AMERİKA’DAN, SEVGİLERLE
Tıpkı bizim gibi, yönetmenler de 9/11 sonrası hızla değişen dünyada yol yordam
arıyorlar; bazen anaakım medyanın dışında kalan tartışmalı konuları merkez alan
belgesellerle, bazen bu düzenin gölgesinde geçen kurmacalarla. Ünlü yönetmen Wim
Wenders son filmi Bolluk Ülkesi’nde doğrudan Amerika’daki varoluş endişeleri ve
yabancılaşmayla yüzleşiyor. Fransız yönetmen William Karel’in Bush’a Göre Dünya’sı
kurmaca olmasını isteyeceğiniz bir belgesel. Silver City’de tanınmış bağımsız yönetmen
John Sayles şaşaalı bir kadroyu toplayarak politikanın sapkın dünyasına bakıyor. Bol
ödüllü Kumanda Odası ise Irak savaşına hiç tahmin etmeyeceğiniz bir yerden, Arap TV
kanalı El Cezire’nin içinden bakan, sürükleyici bir belgesel.
GÖKKUŞAĞI FİLMLERİ
!f Gökkuşağı filmleri yine formda. Yine festivallerde ödülleri toplamış filmler ve
yine hayatı yaşamanın farklı yollarına işaret ediyorlar.
NÖBETÇİ SİNEMA
İçinizdeki kurt adam için seçilmiş filmler. Heyecanınıza heyecan katacak, adrenalin
salgılatacak, kült olmuş veya olmaya aday filmlerin kuşağı.
OLDUĞUMUZ GİBİ
Bazen bir filmle karşılaşırsınız ve bulunduğunuz yeri, insanlarını ve onların
dünyalarını çok iyi anlattığına inanırsınız. ‘Can Baz’ı ve ‘Daima İleri’
seyredildiğinde de aynı şey hissediliyor. Aynı yerlerde yaşayan, ama çok başka
tellerden çalan gençlerin hikayelerini ve hayattan beklediklerini arkadaşlarının
gözünden anlatıyor bu iki film. Oldukları gibi...
Kısa Filmler
!f bu yıl da başarılı bulduğu Türk yönetmenlerin kısa filmlerine festival boyunca
gösterim olanağı sağlayacak. Gösterilecek filmler, festival komitesince yapılacak ön
elemeden sonra, Tan Tolga Demirci, Derya Alabora, Ümit Ünal, Serra Ciliv ve Yeşim
Tabak’tan oluşan bir jüri tarafından seçilecek.

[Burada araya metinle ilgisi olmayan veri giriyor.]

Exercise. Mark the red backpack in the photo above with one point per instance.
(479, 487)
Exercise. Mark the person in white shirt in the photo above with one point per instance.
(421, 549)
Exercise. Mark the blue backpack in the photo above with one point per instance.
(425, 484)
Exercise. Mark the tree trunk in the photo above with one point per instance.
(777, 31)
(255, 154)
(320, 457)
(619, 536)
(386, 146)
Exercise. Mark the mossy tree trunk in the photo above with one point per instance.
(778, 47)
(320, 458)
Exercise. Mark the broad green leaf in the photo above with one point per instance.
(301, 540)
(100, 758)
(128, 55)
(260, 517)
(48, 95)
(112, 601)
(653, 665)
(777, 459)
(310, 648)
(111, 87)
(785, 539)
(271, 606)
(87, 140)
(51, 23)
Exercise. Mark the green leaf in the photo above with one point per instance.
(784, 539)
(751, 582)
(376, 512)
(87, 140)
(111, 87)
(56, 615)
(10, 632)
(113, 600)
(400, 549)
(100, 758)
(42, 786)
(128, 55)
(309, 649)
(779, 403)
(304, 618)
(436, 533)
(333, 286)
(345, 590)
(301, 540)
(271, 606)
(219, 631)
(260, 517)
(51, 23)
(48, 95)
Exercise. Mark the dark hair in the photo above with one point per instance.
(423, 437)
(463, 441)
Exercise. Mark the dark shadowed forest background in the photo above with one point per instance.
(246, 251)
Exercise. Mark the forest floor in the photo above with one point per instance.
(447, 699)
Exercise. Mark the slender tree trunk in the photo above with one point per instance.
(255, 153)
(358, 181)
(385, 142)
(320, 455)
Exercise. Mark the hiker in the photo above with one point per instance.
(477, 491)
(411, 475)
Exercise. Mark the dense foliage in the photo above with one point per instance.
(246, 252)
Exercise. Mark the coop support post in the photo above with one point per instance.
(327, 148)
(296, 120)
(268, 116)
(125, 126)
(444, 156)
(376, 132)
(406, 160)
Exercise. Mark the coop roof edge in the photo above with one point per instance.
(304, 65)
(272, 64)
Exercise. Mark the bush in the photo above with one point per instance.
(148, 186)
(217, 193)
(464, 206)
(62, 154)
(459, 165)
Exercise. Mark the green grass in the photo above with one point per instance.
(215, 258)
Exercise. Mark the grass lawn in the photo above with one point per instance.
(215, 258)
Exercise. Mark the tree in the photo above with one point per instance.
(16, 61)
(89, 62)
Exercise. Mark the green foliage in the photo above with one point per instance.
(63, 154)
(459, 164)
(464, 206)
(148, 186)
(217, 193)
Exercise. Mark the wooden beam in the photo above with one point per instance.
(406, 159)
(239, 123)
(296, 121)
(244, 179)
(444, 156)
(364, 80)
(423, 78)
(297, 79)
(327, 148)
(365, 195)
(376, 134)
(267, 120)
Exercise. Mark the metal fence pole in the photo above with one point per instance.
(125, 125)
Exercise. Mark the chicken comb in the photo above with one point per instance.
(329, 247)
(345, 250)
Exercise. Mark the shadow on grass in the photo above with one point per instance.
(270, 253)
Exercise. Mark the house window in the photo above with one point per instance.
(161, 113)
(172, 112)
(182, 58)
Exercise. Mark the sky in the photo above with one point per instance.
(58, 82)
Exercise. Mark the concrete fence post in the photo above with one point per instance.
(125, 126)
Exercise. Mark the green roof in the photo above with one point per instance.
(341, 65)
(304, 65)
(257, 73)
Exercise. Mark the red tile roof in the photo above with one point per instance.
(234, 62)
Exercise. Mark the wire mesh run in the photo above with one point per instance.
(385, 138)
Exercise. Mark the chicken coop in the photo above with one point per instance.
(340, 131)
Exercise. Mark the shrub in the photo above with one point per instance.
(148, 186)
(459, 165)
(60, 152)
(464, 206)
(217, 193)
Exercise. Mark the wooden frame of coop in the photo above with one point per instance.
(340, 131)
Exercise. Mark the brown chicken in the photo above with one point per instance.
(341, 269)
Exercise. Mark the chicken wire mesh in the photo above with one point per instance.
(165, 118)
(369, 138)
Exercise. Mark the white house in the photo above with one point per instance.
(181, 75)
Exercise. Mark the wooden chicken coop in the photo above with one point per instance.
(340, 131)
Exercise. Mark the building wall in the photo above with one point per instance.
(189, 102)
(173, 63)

!f İstanbul’un kısa film yarışmasına bu yıl toplam 176 film katıldı. Gittikçe artan
bir sayıyla Türkiye’de rekor sayılabilecek bir katılım bu. Programda bu filmler
arasından eleme sonucuyla seçilen 31 filmden oluşan 80er dakikalık üç gösterim
hazırlandı.
Yarışmanın 2 ayrı ödülü var;
Birinci ödül yarışma jürisince en çok beğenilen filme verilecek. Bu filmin yönetmeni
uluslararası bir film festivaline izleyici olarak katılma olanağı bulacak.
İkinci ödül ise !f izleyicileri tarafından en çok beğenilen filme verilecek,
gösterimler sırasında yapılacak izleyici oylaması sonucunda en çok oyu alan filmin
yönetmenine de bir sene boyunca AFM sinemalarında ücretsiz film izleme olanağı
sunulacak.
Gösterimlerde en çok oy alan yedi filmin gösterileceği ve birincilerin açıklanacağı !f
İstanbul Kısa Film Yarışması ödül töreni ise 27 Şubat Pazar günü saat 19.30’da
yapılacak.
Kısa film gösterimleri + ödül töreni ücretsiz.!!!
Yan Etkinlikler
“Genç Ortadoğu Sineması: Öyküleri Aktarmanın Yeni Yolları...”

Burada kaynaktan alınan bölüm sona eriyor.